Soil CO2 efflux in boreal pine forests in the current climate and under CO2 enrichment and air warming
Niinistö S. (2015). Soil CO2 efflux in boreal pine forests in the current climate and under CO2 enrichment and air warming. https://doi.org/10.14214/df.194
Abstract
The aims of the study were to identify factors related to temporal and spatial variation in forest soil CO2 efflux(Fs), compare measurement chambers, and to test effects of a climate change experiment. The study was based on four-year measurements in upland Scots pine forests.
Momentary plot averages of Fs ranged from 0.04 to 1.12 gCO2m−2 h−1 and annual estimates for the forested area from1750 to 2050 gCO2 m−2. Soil temperature was a dominant predictor of the temporal variation in Fs (R2=76–82%). A temperature and degree days model predicted Fs of independent data within 15% on the average but underestimated it during the peak efflux period (July–August), possibly because of seasonal pattern in growth of roots and mycorrhiza. A comparison sub-study indicated that the reliability of the measurement chambers was not related to the principle i.e. non-steady-state through-flow, non-steady-state non-through-flow or steady-state through-flow.

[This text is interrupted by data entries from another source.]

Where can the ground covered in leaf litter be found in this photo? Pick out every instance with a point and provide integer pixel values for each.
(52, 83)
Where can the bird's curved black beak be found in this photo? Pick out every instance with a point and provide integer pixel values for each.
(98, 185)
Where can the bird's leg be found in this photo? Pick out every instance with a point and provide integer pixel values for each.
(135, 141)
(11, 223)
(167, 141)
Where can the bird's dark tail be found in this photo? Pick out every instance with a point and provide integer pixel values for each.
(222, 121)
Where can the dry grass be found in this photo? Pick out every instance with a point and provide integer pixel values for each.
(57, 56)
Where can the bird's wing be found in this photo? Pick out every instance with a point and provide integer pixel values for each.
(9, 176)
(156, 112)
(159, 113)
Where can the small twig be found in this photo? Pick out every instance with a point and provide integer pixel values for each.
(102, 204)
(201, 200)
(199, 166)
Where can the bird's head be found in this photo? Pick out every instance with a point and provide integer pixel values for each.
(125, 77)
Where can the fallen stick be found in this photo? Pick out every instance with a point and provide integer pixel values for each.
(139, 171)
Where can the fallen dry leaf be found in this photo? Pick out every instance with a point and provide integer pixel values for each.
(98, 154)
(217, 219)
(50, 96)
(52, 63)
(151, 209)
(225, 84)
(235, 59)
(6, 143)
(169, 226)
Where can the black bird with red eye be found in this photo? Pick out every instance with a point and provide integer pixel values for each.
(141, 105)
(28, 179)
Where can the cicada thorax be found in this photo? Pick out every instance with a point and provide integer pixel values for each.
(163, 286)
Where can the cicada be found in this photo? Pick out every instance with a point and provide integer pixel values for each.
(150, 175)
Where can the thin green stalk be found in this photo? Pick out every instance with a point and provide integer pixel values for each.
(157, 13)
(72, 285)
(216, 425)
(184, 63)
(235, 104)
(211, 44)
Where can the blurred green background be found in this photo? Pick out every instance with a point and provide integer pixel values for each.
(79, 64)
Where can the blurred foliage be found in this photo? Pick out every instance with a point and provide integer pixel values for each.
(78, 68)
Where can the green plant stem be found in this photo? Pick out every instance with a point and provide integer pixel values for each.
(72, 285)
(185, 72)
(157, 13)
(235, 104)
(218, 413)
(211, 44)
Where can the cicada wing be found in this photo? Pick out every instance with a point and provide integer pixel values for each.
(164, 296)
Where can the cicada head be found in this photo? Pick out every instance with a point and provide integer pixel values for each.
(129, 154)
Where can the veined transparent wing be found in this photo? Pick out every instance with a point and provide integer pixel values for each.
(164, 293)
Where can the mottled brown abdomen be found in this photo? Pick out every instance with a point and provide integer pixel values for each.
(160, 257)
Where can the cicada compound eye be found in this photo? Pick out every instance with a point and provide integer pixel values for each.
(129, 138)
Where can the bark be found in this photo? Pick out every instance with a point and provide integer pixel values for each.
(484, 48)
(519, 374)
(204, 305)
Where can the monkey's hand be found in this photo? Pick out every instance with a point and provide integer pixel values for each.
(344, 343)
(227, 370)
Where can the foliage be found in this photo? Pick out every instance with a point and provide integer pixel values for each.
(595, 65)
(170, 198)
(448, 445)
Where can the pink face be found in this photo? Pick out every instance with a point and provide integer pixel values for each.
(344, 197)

Spatial variability of Fs within 400 m2 plots in four stands was large; coefficients of variation (CV) ranged from 0.10 to 0.80, with growing season averages of 0.22–0.36. A positive spatial autocorrelation was found at short distances (3–8 m). In data from several stands, thickness of the humus layer explained 28% of the variation in Fs, and with the distance to the closest trees it explained 40%. Fs also correlated with root mass of the humus layer. Between-plot differences in Fs were small.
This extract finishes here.